Obsessive-Compulsive Disorder: Towards Better Understanding and Outcomes

Kenneth C. Kirkby


Curr Opin Psychiatry. 2003;16(1) 

In This Article

Abstract and Introduction

Purpose of Review: To provide an overview of recent publications on obsessive-compulsive disorder, illustrating progress made in the characterization and prevalence of the disorder, diagnostic spectrum, aetiological factors, pathophysiology and neuropsychology, treatment interventions and outcomes. The sample is limited to selected articles with obsessive-compulsive disorder in the title, derived from Current Contents and Medline searches covering the 12-month period from July 2001.
Recent Findings: Progressive additions to our existing evidence base are more apparent than any major breakthroughs. Research into the many facets of the neuropsychological and biological substrates of obsessive-compulsive disorder is gaining in sophistication, including the fields of genetics, imaging and immunology. Many clinical conundrums in the areas of comorbidity beckon the critical thinker and data gatherer. Delivery of evidence based psychological treatments to those in need remains a challenge.
Summary: Obsessive-compulsive disorder is a complex and often chronic disorder yet responds well to a number of specific treatment interventions. Research is converging on basic understanding of what is unique about obsessive-compulsive disorder and how better to target treatments.
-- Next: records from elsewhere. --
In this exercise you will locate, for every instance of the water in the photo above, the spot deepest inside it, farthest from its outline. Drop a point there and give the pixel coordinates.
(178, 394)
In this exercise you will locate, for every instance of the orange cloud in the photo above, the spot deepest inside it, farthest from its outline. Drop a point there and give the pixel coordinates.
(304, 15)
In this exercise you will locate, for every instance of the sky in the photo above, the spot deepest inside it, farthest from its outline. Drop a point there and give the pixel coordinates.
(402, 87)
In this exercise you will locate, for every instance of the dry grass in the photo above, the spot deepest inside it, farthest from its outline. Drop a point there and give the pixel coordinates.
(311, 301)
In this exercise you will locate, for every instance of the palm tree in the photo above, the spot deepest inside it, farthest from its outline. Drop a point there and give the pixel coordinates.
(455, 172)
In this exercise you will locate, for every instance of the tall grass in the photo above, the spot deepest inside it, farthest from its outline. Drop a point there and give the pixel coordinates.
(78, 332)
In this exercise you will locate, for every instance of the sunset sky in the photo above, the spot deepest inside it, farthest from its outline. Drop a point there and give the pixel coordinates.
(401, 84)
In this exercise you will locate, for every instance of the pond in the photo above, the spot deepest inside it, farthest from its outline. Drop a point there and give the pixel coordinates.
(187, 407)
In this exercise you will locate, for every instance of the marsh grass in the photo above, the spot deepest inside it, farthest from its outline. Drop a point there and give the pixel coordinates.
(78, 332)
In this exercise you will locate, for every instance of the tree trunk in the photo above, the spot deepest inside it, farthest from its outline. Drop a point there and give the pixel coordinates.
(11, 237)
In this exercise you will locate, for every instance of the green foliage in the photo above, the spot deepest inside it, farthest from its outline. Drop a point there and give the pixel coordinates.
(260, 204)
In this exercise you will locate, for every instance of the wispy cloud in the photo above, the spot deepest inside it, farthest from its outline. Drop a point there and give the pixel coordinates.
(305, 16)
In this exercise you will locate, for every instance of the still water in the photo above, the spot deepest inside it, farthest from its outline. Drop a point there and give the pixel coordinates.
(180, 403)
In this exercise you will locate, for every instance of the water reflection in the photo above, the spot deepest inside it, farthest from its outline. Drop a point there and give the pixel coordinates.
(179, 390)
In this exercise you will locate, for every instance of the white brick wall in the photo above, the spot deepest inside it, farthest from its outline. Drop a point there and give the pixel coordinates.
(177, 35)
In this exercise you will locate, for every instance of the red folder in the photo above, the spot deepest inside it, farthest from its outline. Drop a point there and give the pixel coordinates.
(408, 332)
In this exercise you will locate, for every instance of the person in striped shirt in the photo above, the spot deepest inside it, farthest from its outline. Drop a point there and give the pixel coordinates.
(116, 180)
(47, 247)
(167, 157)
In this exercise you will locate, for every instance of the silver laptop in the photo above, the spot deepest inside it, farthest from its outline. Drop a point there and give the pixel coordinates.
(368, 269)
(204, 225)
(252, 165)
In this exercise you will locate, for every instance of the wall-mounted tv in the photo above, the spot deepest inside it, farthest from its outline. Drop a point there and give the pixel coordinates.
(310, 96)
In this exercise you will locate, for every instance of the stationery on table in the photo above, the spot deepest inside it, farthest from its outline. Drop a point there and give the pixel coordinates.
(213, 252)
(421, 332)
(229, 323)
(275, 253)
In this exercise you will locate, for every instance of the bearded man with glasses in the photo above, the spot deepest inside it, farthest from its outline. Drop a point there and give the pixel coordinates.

Obsessive-compulsive disorder (OCD) is a common and at times disabling mental disorder. The following survey considers recent research regarding the characterization of its varied presentations, the complexities of its aetiology, and its relationship to commonly occurring comorbidities. Further, it reviews our understanding of OCD from the viewpoint of the brain and of the basic cognitive processes tapped by neuropsychology. Finally there is a brief update on the range of treatments available and outcomes achievable.